"I would not have done it, only that she wilfully defied me, and thwarted all my plans for marrying Love to one of my favorite nieces. But it can not be helped now, and her death is quite necessary to my plans; for if Love dies, as they say he is bound to, I should inherit all his money, unless Dainty should return and prove the marriage that he claims took place between them weeks ago. How fortunate he was shot down before he could make the story public; for now it is known to none but me, and it shall never pass my lips—not even to my nieces. Dainty will soon die of her imprisonment, even if she is not tempted to end her sufferings speedily with the laudanum, and then I shall adopt the two girls as my heiresses, and take them here to live with me. As for Mrs. Chase, I hardly know what to do with the woman. They say she woke up soon after the shooting, and is taking on pitiably about Dainty's flight and Love's condition. I shall have to show her some kindness, I suppose, just to keep up appearances."

If she could have looked into the prison to which she had heartlessly consigned her fair young niece, she would have felt encouraged in her schemes; for the lovely girl was fading like some fair flower rudely broken from its stem.

Weeping and praying ceaselessly, she had eaten but a few morsels of the stale bread, for her anguish made her incapable of hunger; but the water was all gone in four days, though Dainty tried to husband it longer; for a fever had seized on her, and she was almost crazed by thirst, raving now and then deliriously in the darkness, for the tiny can of oil was exhausted, too, and the blackness of the tomb brooded over the cell.

She had sobbed till her throat was dry and parched and aching; she had wept till her tears were all exhausted in their fountains; she was so weak that she could not stand upright on the floor, and she could only lie like a stony image of despair on her bed and wait for death.

And she had looked forward so happily to this wretched week—she and Love. They were to have been upon the ocean now, en route for foreign lands, so happy in their love that listening angels might have envied their bliss. Ah, the pity of it, this terrible reality of pain!

At times, when she was not asleep or delirious, her thoughts flew to Love. She wondered if he were dead yet, and prayed for his spirit to come and visit her in her loneliness.

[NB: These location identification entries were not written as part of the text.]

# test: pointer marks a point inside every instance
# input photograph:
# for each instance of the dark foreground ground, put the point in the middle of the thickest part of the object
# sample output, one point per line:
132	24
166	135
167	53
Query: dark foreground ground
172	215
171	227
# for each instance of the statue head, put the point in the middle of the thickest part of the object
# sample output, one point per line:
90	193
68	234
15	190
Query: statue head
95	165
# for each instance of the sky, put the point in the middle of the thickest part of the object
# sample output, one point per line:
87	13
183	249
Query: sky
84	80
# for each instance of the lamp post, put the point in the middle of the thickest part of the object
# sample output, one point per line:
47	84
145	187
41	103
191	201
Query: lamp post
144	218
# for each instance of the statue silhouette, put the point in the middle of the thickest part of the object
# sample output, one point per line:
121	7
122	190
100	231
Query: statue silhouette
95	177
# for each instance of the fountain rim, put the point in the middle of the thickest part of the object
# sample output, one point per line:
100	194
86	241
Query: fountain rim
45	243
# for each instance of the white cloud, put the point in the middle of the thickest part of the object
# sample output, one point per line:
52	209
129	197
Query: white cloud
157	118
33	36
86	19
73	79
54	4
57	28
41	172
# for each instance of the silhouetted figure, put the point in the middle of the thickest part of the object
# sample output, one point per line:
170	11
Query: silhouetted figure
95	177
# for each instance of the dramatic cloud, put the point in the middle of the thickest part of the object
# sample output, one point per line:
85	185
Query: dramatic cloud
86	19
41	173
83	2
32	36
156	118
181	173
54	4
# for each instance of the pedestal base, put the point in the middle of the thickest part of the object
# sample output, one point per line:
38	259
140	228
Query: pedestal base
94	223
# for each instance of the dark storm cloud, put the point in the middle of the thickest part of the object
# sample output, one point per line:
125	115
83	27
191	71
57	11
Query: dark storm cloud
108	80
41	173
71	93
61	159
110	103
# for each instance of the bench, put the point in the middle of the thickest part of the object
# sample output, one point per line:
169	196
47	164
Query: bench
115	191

So the awful hours dragged by, though Dainty did not know whether they were days or months, in the bewilderment of her mind. They seemed to her like endless years; and the time came when she could bear her agony no longer, when, in burning fever and delirium, she prayed for death, and recalled her enemy's subtle temptation.

In the black darkness, the weak, white hand groped for the laudanum and unstoppered it.

"God forgive me!" cried the maddened girl, pressing the bitter draught to her fever-parched lips.

Then the vial crashed in fragments on the stone floor, and all was still.